4. D'autre part, pour soutenir que la décision de refus de renouvellement de titre de séjour attaquée aurait été prise en méconnaissance des stipulations précitées, M. D... fait valoir qu'il a désormais fixé le centre de ses attaches en France et qu'il y vit en concubinage avec Mme C... et leurs deux enfants, A... D... née le 10 avril 2019 et F... D... née le 23 mars 2022. Toutefois, à supposer établie la durée de séjour en France de M. D... depuis le 12 mai 2016, celui-ci ne justifie pas, à la date de la décision attaquée, contribuer effectivement à l'entretien et à l'éducation de son aînée, de nationalité française, ni d'une insertion sociale ou professionnelle stable et ancienne en France, ni, enfin, d'aucune circonstance particulière de nature à faire obstacle à ce qu'il poursuive normalement sa vie à l'étranger et, en particulier, dans son pays d'origine, le Mali, où il n'allègue pas être démuni de toute attache et où lui-même a résidé jusque l'âge de vingt-deux ans. Par ailleurs, si le requérant fait valoir qu'il réside désormais avec sa compagne, à La Celle Saint-Cloud, depuis la naissance de son second enfant, F... D..., née le 23 mars 2022, il ne fournit pas, ainsi qu'il a été dit au point 3, d'éléments de justification sur cette vie commune, qui est, de surcroît, postérieure à la date de la décision attaquée du 13 avril 2021 et donc sans incidence sur sa légalité. Ainsi, compte tenu de l'ensemble des circonstances de l'espèce, la décision attaquée portant refus de renouvellement de titre de séjour ne peut être regardée comme ayant porté à son droit au respect de sa vie privée et familiale une atteinte disproportionnée par rapport aux buts en vue desquels elle a été prise ou comme ayant méconnu l'intérêt supérieur de son enfant née le 10 avril 2019. Par suite, les moyens tirés de la méconnaissance des stipulations précitées doivent être écartés. Pour les mêmes motifs, le moyen tiré de l'erreur manifeste dans l'appréciation des conséquences de cette mesure sur sa situation personnelle doit être également écarté.
5. En second lieu, il résulte de ce qui précède que le moyen tiré de ce que la décision portant obligation de quitter le territoire français doit être annulée par voie de conséquence de l'annulation de la décision portant refus de renouvellement de titre de séjour, et celui tiré de ce que la décision fixant le pays de destination doit être annulée par voie de conséquence de l'annulation des décisions portant refus de renouvellement de titre de séjour et obligation de quitter le territoire français, ne peuvent qu'être écartés.

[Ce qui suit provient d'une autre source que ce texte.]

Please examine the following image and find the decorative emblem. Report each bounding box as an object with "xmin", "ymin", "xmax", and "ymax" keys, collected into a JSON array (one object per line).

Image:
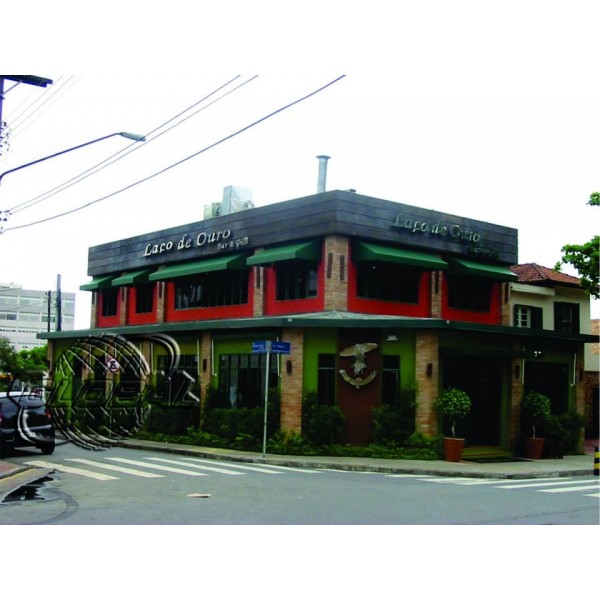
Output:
[{"xmin": 340, "ymin": 342, "xmax": 377, "ymax": 390}]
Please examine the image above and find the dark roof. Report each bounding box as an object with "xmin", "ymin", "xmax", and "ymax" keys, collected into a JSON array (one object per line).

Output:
[{"xmin": 510, "ymin": 263, "xmax": 581, "ymax": 287}]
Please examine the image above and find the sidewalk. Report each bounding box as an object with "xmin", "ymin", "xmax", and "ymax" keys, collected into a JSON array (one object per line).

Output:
[{"xmin": 0, "ymin": 439, "xmax": 595, "ymax": 490}]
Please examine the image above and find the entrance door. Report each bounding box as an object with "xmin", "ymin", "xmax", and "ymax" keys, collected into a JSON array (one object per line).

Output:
[{"xmin": 443, "ymin": 356, "xmax": 503, "ymax": 446}]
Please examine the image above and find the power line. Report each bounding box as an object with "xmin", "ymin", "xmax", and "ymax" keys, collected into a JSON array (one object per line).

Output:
[
  {"xmin": 0, "ymin": 75, "xmax": 345, "ymax": 233},
  {"xmin": 7, "ymin": 75, "xmax": 257, "ymax": 214}
]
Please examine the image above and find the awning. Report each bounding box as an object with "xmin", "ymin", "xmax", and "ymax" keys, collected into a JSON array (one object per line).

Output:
[
  {"xmin": 353, "ymin": 242, "xmax": 448, "ymax": 271},
  {"xmin": 148, "ymin": 254, "xmax": 246, "ymax": 281},
  {"xmin": 246, "ymin": 242, "xmax": 321, "ymax": 267},
  {"xmin": 79, "ymin": 275, "xmax": 114, "ymax": 292},
  {"xmin": 111, "ymin": 269, "xmax": 153, "ymax": 286},
  {"xmin": 450, "ymin": 258, "xmax": 518, "ymax": 281}
]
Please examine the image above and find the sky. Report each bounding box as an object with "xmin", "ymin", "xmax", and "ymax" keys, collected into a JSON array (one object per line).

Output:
[{"xmin": 0, "ymin": 0, "xmax": 600, "ymax": 580}]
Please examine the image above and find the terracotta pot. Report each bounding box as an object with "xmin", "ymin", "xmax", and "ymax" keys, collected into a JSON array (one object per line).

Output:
[
  {"xmin": 525, "ymin": 438, "xmax": 545, "ymax": 460},
  {"xmin": 444, "ymin": 438, "xmax": 465, "ymax": 462}
]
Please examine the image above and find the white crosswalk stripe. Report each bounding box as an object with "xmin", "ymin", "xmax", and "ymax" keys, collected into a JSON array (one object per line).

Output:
[
  {"xmin": 25, "ymin": 460, "xmax": 119, "ymax": 481},
  {"xmin": 65, "ymin": 458, "xmax": 164, "ymax": 479},
  {"xmin": 106, "ymin": 456, "xmax": 206, "ymax": 477}
]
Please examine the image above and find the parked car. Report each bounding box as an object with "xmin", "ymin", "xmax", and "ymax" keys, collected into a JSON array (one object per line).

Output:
[{"xmin": 0, "ymin": 392, "xmax": 56, "ymax": 457}]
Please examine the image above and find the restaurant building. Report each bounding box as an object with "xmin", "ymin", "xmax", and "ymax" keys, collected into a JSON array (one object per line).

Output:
[{"xmin": 41, "ymin": 190, "xmax": 593, "ymax": 449}]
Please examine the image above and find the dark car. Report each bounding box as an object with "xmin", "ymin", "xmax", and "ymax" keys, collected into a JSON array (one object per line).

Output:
[{"xmin": 0, "ymin": 392, "xmax": 56, "ymax": 457}]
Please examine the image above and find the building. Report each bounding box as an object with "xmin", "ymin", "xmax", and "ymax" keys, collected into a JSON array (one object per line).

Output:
[
  {"xmin": 0, "ymin": 283, "xmax": 75, "ymax": 351},
  {"xmin": 40, "ymin": 190, "xmax": 593, "ymax": 449}
]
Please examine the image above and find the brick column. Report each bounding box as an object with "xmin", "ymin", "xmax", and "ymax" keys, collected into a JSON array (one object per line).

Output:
[
  {"xmin": 323, "ymin": 235, "xmax": 348, "ymax": 311},
  {"xmin": 280, "ymin": 329, "xmax": 304, "ymax": 433},
  {"xmin": 415, "ymin": 330, "xmax": 440, "ymax": 435}
]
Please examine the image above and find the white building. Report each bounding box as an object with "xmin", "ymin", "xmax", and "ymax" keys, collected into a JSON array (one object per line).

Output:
[{"xmin": 0, "ymin": 283, "xmax": 75, "ymax": 351}]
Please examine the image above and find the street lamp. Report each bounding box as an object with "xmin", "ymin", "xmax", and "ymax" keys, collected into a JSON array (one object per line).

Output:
[{"xmin": 0, "ymin": 131, "xmax": 146, "ymax": 188}]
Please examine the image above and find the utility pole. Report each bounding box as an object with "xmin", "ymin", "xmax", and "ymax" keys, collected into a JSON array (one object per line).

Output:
[{"xmin": 56, "ymin": 275, "xmax": 62, "ymax": 331}]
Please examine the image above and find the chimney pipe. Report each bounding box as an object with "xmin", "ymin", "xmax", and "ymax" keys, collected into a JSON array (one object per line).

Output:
[{"xmin": 317, "ymin": 154, "xmax": 331, "ymax": 194}]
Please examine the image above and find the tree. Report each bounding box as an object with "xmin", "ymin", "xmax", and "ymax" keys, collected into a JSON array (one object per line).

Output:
[{"xmin": 554, "ymin": 192, "xmax": 600, "ymax": 299}]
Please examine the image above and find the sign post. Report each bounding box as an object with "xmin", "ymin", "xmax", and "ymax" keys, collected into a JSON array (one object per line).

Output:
[{"xmin": 252, "ymin": 340, "xmax": 290, "ymax": 458}]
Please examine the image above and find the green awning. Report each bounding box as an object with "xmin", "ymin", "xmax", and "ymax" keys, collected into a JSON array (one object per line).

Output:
[
  {"xmin": 79, "ymin": 275, "xmax": 114, "ymax": 292},
  {"xmin": 112, "ymin": 269, "xmax": 153, "ymax": 286},
  {"xmin": 148, "ymin": 254, "xmax": 246, "ymax": 281},
  {"xmin": 450, "ymin": 258, "xmax": 518, "ymax": 281},
  {"xmin": 246, "ymin": 242, "xmax": 321, "ymax": 267},
  {"xmin": 353, "ymin": 242, "xmax": 448, "ymax": 271}
]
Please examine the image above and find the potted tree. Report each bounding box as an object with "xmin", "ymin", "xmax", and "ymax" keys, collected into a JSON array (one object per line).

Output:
[
  {"xmin": 436, "ymin": 387, "xmax": 471, "ymax": 462},
  {"xmin": 521, "ymin": 391, "xmax": 550, "ymax": 460}
]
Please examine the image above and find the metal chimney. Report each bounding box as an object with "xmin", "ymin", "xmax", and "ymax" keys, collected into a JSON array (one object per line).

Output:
[{"xmin": 317, "ymin": 154, "xmax": 331, "ymax": 194}]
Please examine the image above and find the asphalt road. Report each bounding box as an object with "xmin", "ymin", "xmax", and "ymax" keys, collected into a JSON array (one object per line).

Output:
[{"xmin": 0, "ymin": 444, "xmax": 600, "ymax": 525}]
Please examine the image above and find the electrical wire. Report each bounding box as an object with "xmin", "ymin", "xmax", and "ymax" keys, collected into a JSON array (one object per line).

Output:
[
  {"xmin": 0, "ymin": 75, "xmax": 345, "ymax": 233},
  {"xmin": 6, "ymin": 75, "xmax": 257, "ymax": 215}
]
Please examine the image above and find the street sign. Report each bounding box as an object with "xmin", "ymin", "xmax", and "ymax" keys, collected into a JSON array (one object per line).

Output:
[{"xmin": 271, "ymin": 342, "xmax": 290, "ymax": 354}]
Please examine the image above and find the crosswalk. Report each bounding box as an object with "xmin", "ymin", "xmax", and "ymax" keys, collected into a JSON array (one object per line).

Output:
[
  {"xmin": 24, "ymin": 456, "xmax": 321, "ymax": 481},
  {"xmin": 386, "ymin": 473, "xmax": 600, "ymax": 498}
]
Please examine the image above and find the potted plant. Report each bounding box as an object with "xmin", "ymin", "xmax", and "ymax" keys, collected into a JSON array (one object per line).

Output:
[
  {"xmin": 436, "ymin": 387, "xmax": 471, "ymax": 462},
  {"xmin": 521, "ymin": 391, "xmax": 550, "ymax": 460}
]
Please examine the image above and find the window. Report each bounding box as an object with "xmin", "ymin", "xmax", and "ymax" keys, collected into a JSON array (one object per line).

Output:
[
  {"xmin": 175, "ymin": 271, "xmax": 248, "ymax": 310},
  {"xmin": 448, "ymin": 274, "xmax": 493, "ymax": 312},
  {"xmin": 219, "ymin": 354, "xmax": 278, "ymax": 408},
  {"xmin": 102, "ymin": 288, "xmax": 119, "ymax": 317},
  {"xmin": 381, "ymin": 356, "xmax": 400, "ymax": 406},
  {"xmin": 554, "ymin": 302, "xmax": 579, "ymax": 333},
  {"xmin": 135, "ymin": 283, "xmax": 154, "ymax": 314},
  {"xmin": 317, "ymin": 354, "xmax": 336, "ymax": 405},
  {"xmin": 356, "ymin": 262, "xmax": 421, "ymax": 304},
  {"xmin": 513, "ymin": 304, "xmax": 543, "ymax": 329},
  {"xmin": 275, "ymin": 260, "xmax": 318, "ymax": 300}
]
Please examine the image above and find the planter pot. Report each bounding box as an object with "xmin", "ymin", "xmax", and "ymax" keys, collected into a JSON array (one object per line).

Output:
[
  {"xmin": 444, "ymin": 438, "xmax": 465, "ymax": 462},
  {"xmin": 525, "ymin": 438, "xmax": 545, "ymax": 460}
]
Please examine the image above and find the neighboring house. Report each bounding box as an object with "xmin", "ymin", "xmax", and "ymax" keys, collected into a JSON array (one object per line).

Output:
[
  {"xmin": 0, "ymin": 283, "xmax": 75, "ymax": 351},
  {"xmin": 40, "ymin": 190, "xmax": 594, "ymax": 449},
  {"xmin": 510, "ymin": 263, "xmax": 598, "ymax": 438}
]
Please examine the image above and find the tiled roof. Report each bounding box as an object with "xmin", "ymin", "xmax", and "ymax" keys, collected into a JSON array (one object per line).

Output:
[{"xmin": 510, "ymin": 263, "xmax": 580, "ymax": 286}]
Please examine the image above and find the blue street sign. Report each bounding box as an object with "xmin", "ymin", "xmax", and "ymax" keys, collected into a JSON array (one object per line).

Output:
[{"xmin": 271, "ymin": 342, "xmax": 290, "ymax": 354}]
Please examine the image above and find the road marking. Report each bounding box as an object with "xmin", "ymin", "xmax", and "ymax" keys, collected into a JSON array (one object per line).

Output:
[
  {"xmin": 162, "ymin": 458, "xmax": 281, "ymax": 475},
  {"xmin": 536, "ymin": 484, "xmax": 598, "ymax": 494},
  {"xmin": 65, "ymin": 458, "xmax": 164, "ymax": 479},
  {"xmin": 146, "ymin": 456, "xmax": 244, "ymax": 475},
  {"xmin": 25, "ymin": 460, "xmax": 119, "ymax": 481},
  {"xmin": 106, "ymin": 456, "xmax": 207, "ymax": 477}
]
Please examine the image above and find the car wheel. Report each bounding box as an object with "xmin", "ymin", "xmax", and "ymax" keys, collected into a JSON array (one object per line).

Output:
[{"xmin": 40, "ymin": 442, "xmax": 56, "ymax": 454}]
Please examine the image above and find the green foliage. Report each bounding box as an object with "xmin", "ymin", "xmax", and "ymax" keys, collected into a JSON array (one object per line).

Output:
[
  {"xmin": 521, "ymin": 391, "xmax": 551, "ymax": 437},
  {"xmin": 435, "ymin": 387, "xmax": 471, "ymax": 437},
  {"xmin": 541, "ymin": 412, "xmax": 585, "ymax": 456},
  {"xmin": 554, "ymin": 192, "xmax": 600, "ymax": 299},
  {"xmin": 302, "ymin": 392, "xmax": 346, "ymax": 446}
]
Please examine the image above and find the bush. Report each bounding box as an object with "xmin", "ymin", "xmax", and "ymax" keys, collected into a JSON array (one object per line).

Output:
[{"xmin": 302, "ymin": 393, "xmax": 346, "ymax": 446}]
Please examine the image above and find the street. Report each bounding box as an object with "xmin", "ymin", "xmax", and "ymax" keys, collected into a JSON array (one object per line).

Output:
[{"xmin": 0, "ymin": 443, "xmax": 599, "ymax": 525}]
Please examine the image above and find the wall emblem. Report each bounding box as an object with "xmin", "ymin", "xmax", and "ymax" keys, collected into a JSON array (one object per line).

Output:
[{"xmin": 340, "ymin": 342, "xmax": 377, "ymax": 390}]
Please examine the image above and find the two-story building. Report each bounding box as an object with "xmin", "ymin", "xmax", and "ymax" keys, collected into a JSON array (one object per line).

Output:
[{"xmin": 41, "ymin": 191, "xmax": 593, "ymax": 449}]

6. Il résulte de tout ce qui précède que M. D... n'est pas fondé à soutenir que c'est à tort que, par le jugement attaqué, le tribunal administratif de Montreuil a rejeté sa demande. Par voie de conséquence, ses conclusions aux fins d'injonction et d'astreinte et celles présentées au titre de l'article L. 761-1 du code de justice administrative doivent également être rejetées.
DÉCIDE :
Article 1er : La requête de M. D... est rejetée.
Article 2 : Le présent arrêt sera notifié à M. B... D... et au ministre de l'intérieur et des outre-mer.
Copie en sera adressée au préfet de la Seine-Saint-Denis.
Délibéré après l'audience du 31 mai 2023, à laquelle siégeaient :
- M. d'Haëm, président,
- Mme d'Argenlieu, première conseillère,
- Mme Saint-Macary, première conseillère.
Rendu public par mise à disposition au greffe le 14 juin 2023.
Le président-rapporteur,
R. d'HAËML'assesseure la plus ancienne,
L. d'ARGENLIEULa greffière,
V. BREME
La République mande et ordonne au ministre de l'intérieur et des outre-mer en ce qui le concerne ou à tous commissaires de justice à ce requis en ce qui concerne les voies de droit commun contre les parties privées, de pourvoir à l'exécution de la présente décision.